ALL COMMONWEALTH DEPARTMENTS THAT ACCEPT ELECTRONIC PAYMENTS OR TRANSMIT OR STORE CREDIT CARD PAYMENT INFORMATION MUST PROVIDE A WRITTEN CERTIFICATION OF PCI COMPLIANCE TO THE COMPTROLLER NO LATER THAN APRIL 30, 2009, AND ANNUALLY THEREAFTER.
Once the PCI Compliance Self Assessment Questionnaire (SAQ) has been completed and submitted to the Department's merchant bank, the Department must scan the Attestation of Compliance (AOC) section, including the Department Head or authorized signatory's signature and date, and email these scanned pages to PCIAttestations@massmail.state.ma.us no later than Thursday April 30, 2009 .
PLEASE DO NOT SEND THE ENTIRE SELF ASSESSMENT QUESTIONNAIRE (SAQ); just send the scanned, signed and dated Attestation of Compliance pages. These pages generally comprise the first few pages of the SAQ.
Comptroller Memo FY#2009-08 outlined the requirements for Departments to engage one of the two authorized PCI Compliance Contractors to complete the PCI Assessment and PCI certification process.

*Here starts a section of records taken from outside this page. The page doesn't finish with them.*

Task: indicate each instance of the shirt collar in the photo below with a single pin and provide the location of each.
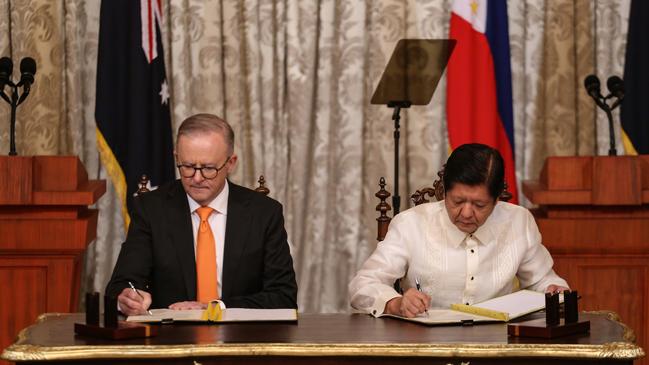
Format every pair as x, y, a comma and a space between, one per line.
484, 234
219, 204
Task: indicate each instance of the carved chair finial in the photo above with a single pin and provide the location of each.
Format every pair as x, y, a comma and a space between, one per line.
383, 220
142, 185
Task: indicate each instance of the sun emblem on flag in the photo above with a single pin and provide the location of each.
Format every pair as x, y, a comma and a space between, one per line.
164, 93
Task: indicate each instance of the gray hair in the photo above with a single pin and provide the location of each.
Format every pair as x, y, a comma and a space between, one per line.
204, 123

Any remediation items identified must be remediated by the department and validated by the PCI compliance vendors (DRG or LCS) prior to April 30, 2009. The Self Assessment Questionnaire (SAQ), and network scan results (if required) must be submitted to the entity's merchant bank.
The Office of the Comptroller conducted a Multiple Department Procurement/Multiple Department User Request for Response (RFR) with ITD and other departments that accept credit card payments to select PCI Compliance contractors certified by the PCI Security Standards Council as Qualified Security Assessors (QSAs) and Approved Scanning Vendors (ASVs). Both selected contractors are qualified to provide consulting, validation, and network scanning services for Commonwealth entities completing their Self Assessment Questionnaire (SAQ).
The engagement documents are posted Accounts Receivable Business Function page under E-Commerce. See also FY2009-08 and FY2009-8A and PCI Frequently Asked Questions . The PCI engagement information is also posted at www.comm-pass.com (enter search term "CTRPCI2007" under "Contracts", and click on the "Forms and Terms" tab to find documents to be used in engaging a contractor for assessment, remediation, scans, consulting, and validation of the SAQ.)
If you have any questions, please contact Patricia Davis at 617-973-2332.